Dwyer stresses community involvement, noting that Fisher's presently-closed taproom has previously served as a space for yoga sessions, movie nights, and fundraisers for environmental causes. Fisher Brewing has also used ingredients in its beers from a local community garden, the Salt Lake Roasting Co. (for a coffee stout), and The Chocolate Conspiracy (utilizing their cacao nibs; The Chocolate Conspiracy has also made bars incorporating the brewery's beer).
One recent fundraiser benefited a hard-hit, beloved, local antiquarian shop, Ken Sanders Rare Books. For decades, Sanders has also been the publisher of Edward Abbey's eco-countercultural novel, The Monkey Wrench Gang, featuring illustrations by underground cartoonist R. Crumb. Fisher released six Monkey Wrench Gang-themed beers, with Crumb's artwork decorating the cans. Dwyer called the releases "super-popular," and says, "It was a really cool collaboration -- to give new life to that artwork."
While the previous Fisher brewery existed for several decades in business, the newer one is reaching its own milestones. It just marked its fourth anniversary in February 2021. Dwyer says regulars stopped by to have a beer and pick up one of the celebratory canned releases. "We've got a really great community behind us," he notes, "and we see that and recognize that -- and it's great to mark that with an anniversary."
Favorite beers: A tough list to compile in toto, given four different owners, says Dwyer. Brewer Colby Frazier cut his teeth at the Hollister Brewing Company in Goleta, California, under brewer Eric Rose, and has interacted with the fine folks at Russian River Brewing Company and Lost Abbey. Dwyer and Riemondy have "good friends" running Girdwood Brewing in Alaska. Brown has been "a big fan of Fremont" in Seattle, among other craft breweries located there. Dwyer adds, "I've been a big fan of TRVE Brewing, out in Denver." And Dwyer also gives a shout-out to the "local brewing community," who assist each other, from time to time, with ingredients or packaging equipment. "Everybody's been great about helping out," says Dwyer.

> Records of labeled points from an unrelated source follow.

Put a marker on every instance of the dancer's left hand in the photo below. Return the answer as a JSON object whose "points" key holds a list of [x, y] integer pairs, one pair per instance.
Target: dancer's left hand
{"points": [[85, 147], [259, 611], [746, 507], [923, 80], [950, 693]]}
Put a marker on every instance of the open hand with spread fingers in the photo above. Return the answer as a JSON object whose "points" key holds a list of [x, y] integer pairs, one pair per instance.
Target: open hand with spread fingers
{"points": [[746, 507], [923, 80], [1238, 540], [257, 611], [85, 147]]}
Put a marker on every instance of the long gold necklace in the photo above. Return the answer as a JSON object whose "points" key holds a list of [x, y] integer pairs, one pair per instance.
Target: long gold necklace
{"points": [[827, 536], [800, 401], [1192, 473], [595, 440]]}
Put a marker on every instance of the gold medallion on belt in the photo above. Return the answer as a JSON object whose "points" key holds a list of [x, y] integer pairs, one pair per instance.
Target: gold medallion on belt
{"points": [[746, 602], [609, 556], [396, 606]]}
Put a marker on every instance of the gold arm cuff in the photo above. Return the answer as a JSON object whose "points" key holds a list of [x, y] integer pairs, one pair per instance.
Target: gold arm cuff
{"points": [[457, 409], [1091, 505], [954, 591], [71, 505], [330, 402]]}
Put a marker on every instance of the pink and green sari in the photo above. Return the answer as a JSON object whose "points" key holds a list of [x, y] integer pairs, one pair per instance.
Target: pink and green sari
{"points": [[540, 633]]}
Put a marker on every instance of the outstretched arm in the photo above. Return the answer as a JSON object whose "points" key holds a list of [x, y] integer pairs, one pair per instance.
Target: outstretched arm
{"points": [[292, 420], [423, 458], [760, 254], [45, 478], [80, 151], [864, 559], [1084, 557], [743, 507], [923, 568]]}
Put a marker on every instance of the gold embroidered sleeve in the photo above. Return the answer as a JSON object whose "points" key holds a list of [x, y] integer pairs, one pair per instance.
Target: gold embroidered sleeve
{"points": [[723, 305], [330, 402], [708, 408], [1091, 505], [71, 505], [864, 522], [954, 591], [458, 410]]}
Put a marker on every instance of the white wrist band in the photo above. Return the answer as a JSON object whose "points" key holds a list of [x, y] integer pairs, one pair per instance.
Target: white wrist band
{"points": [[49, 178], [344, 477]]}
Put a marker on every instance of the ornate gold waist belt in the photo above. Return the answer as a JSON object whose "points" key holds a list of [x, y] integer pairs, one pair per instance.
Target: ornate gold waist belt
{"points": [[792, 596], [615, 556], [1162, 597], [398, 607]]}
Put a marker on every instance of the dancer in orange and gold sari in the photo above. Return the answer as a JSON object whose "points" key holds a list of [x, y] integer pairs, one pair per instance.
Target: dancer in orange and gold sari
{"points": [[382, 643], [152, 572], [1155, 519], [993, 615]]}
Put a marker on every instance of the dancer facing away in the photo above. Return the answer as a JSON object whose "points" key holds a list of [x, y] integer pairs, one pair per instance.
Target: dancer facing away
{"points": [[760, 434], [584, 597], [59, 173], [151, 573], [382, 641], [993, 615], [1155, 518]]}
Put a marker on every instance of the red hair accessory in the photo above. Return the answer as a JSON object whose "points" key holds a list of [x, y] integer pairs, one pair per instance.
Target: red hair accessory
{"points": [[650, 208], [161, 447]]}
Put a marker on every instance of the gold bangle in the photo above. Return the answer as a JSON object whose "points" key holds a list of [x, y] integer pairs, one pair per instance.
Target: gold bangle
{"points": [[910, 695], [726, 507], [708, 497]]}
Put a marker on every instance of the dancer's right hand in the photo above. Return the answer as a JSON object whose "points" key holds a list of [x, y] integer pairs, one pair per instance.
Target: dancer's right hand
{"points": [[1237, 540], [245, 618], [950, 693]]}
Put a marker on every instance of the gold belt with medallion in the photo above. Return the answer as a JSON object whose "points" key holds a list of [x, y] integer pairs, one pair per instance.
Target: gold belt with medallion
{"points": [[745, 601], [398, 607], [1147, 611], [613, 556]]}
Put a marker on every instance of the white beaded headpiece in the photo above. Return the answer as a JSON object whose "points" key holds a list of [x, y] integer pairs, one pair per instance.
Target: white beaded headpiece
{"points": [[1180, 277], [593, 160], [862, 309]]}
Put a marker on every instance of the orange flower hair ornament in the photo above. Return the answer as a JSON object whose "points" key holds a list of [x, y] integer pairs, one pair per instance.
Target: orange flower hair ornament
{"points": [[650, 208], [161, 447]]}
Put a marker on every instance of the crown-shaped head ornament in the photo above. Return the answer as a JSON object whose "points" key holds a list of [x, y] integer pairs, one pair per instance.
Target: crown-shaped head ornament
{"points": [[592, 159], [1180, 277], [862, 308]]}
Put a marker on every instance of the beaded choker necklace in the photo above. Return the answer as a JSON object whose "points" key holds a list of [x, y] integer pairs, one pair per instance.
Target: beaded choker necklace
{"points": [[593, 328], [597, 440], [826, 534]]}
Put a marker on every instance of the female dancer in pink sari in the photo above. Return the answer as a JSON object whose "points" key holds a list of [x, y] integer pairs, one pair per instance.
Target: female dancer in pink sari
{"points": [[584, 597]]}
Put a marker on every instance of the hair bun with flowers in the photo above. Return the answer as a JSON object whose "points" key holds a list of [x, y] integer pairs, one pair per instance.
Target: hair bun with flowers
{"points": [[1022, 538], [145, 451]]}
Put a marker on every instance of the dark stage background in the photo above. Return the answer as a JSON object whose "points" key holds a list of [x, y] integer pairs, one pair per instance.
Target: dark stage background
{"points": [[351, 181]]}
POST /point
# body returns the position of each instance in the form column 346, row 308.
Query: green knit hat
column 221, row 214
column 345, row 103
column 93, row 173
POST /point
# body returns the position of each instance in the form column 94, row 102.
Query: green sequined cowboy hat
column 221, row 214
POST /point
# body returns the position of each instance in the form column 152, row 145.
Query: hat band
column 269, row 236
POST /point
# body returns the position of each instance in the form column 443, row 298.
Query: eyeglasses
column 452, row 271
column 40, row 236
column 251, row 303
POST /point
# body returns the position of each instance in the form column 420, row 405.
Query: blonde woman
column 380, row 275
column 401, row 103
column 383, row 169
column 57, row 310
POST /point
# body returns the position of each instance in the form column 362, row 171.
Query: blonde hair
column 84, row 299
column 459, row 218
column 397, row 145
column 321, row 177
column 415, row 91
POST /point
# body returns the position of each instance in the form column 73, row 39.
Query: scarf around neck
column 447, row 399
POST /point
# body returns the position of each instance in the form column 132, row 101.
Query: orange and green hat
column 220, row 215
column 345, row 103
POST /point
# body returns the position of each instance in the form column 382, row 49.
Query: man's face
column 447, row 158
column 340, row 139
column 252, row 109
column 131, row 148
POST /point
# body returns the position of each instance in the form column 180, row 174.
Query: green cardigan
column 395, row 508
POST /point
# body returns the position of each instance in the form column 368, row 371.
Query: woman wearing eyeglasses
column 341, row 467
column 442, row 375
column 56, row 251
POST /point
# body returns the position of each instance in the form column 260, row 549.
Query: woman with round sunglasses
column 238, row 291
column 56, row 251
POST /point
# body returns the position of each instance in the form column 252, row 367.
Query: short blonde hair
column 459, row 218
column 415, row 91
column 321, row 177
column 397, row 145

Challenges: "Taking our bread-and-butter taproom and totally getting rid of it" -- at least, for now -- due to the pandemic, says Dwyer. It's forced the brewery to adapt, doing more canning for customers of to-go beers.
Opportunities: "To continue to be a community gathering point," says Dwyer. "We're looking forward to getting our bar back. And to build on these new recipes we've come up with for these high-strength beers and special releases, and keep those going as more of a fixture for the business, going forward."
Needs: "People to keep coming in," says Dwyer. "We are a customer-driven, in-person business."